Some of the, lets say, discussion around griefing and ganking and such made me think about how the mechanics actually balance that. And I realized that one thing about EVE in this respect is that for all the talk that it is primarily a PvP game all the risk versus reward balancing present takes into account what I really want to call tangible reward. Except ISK is of course not tangible even in universe. I mean ISK, minerals and loot of all kinds, as opposed to killmails, "tears" and the like.

Most anything that gives in-game rewards requires risk. Which is fine, but the problem is, the older the thing is, the more it shows the early timesink design reminiscent of most other MMOs. And that is the worst kind of risk, since there is relatively little a player can to do deal with it, and even if one can effectively survive, the reward is usually lost even if an attempt to attack failed.

Mining and missions being the worst offenders, since they require hanging in space in mostly defenseless and slowly warping ships for long stretches of time. Hauling requiting moving in a defenseless ship through easily camped chokepoints.

Exploration, since it was added later, at least shrinks the window of vulnerability by allowing the explorer to be cloaked most of the time. On the other hand since Odyssey the minigame exists to distract from local and dscan, making the window narrower, but increasing the scope of the vulnerability. Of the most recent, both security tags and I'm assuming similar newly added in Kronos Mordu's Legion belt rats are small, simple encounter that can be completed in a reasonably fast combat ship in a few minutes.

This clearly shows that CCP is aware that the timesink design is a problem and is moving away from it. But unfortunately it seems that can't and/or won't actually remove the already present elements of that. Which is understandable since the reaction would likely be loud and negative, and rebalancing all that content around non-timesink design would require effort CCP probably wants to spend on new things.

What the timesink design does, other that creating an obvious, but boring, path for new players, is empower the gankers, since around any popular mission or mining hub they can find at basically any time a large number of targets just sitting in space. The same goes for highsec wardec corps, if the dec a PvE/mining corp, their targets either have to hang in space vulnerable or effectively stop playing the game the way they want to.

The gankers or wardec corps are vulnerable only for the few minutes, if that, it takes to undock, land on grid and destroy the ships of the targeted players. There is no effective way to retaliate, or even stop them, since if they see a prepositioned defense force that could actually do anything, they can simply choose to attack elsewhere. And their window of vulnerability is so small than no force can arrive in time to do anything. Certainly in the case of suicide gankers, where even the infinite DPS of Concord showing in thirty seconds or less is too late.

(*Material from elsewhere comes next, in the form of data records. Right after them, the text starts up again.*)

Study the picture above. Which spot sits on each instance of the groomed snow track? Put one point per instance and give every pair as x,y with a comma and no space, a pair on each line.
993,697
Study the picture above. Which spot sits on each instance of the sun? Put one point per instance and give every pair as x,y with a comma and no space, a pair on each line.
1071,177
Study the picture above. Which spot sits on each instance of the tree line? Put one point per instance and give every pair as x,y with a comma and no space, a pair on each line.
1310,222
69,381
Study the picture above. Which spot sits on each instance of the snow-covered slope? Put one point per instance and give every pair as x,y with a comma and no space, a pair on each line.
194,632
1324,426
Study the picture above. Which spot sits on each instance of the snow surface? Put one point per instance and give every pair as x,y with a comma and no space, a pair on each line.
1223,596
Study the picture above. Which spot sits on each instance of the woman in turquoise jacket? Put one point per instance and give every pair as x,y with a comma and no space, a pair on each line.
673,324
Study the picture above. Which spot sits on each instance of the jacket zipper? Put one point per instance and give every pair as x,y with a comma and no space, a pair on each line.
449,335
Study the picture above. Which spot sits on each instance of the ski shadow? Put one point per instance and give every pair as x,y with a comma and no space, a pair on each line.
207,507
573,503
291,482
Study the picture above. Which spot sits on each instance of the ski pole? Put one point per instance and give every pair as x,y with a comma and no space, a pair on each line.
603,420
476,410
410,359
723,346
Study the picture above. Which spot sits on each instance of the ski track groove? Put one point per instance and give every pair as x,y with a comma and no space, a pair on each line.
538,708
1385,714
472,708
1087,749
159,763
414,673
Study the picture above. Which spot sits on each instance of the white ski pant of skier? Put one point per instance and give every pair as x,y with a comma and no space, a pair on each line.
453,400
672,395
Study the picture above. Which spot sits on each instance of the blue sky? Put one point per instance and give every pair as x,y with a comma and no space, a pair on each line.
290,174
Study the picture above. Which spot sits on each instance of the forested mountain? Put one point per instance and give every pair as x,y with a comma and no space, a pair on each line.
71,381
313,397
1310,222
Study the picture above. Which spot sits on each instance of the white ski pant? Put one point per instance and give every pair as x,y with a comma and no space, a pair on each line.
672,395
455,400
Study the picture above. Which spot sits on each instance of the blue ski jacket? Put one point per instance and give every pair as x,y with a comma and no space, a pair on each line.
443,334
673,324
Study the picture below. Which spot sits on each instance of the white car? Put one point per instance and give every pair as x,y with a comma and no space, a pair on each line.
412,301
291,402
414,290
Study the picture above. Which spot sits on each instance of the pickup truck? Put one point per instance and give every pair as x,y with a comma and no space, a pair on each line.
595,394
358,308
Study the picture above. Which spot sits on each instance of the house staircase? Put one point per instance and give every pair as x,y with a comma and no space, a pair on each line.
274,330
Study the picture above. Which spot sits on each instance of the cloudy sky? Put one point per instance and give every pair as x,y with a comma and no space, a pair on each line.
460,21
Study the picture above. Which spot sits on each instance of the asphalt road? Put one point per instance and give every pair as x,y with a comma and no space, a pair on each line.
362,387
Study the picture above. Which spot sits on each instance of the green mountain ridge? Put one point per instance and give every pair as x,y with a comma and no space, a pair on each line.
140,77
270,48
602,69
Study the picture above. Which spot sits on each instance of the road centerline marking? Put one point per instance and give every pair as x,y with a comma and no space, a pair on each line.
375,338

And it is largely the same in lowsec and nullsec, certainly below capital level or timer fights. As evidenced by the many stories of roams that roamed for hours without finding anyone to fight, there is nothing pinning a PvPer in place to make a fight possible. Even the most stationary of gatecamps can just scatter or log off with fifteen seconds of warning and the reform immediately once the threat leaves.

What I feel the fighting system in EVE could really use is some slowing down. The level of DPS and repair per second compared to typical buffers barely makes sense in typical fantasy MMO, with humanlike beings and healing magic, but with giant piles of advanced composites that form spaceships it just feels silly. What I would like is greatly reducing DPS while making a ship ineligible for any kind of local or remote repair for a time after receiving damage, combined with some sort of stacking penalty for damage. This would make smaller groups punching up more viable, move logistics to their place outside the direct battlefield and decrease the importance of alpha and absolute focus fire. It would also extend the vulnerability window for small engagements.

Unfortunately this is not ever going to happen even if most everyone agreed this is a good idea, since it would require rebalancing every ship, most modules, basically all PvE… and it took six months each for CCP to balance a class of ships. And people hate change in general. Which is another reason why CCP prefers to pile on new things rather than to fix existing ones unless they are severely broken. Unfortunately, that can only continue for so long.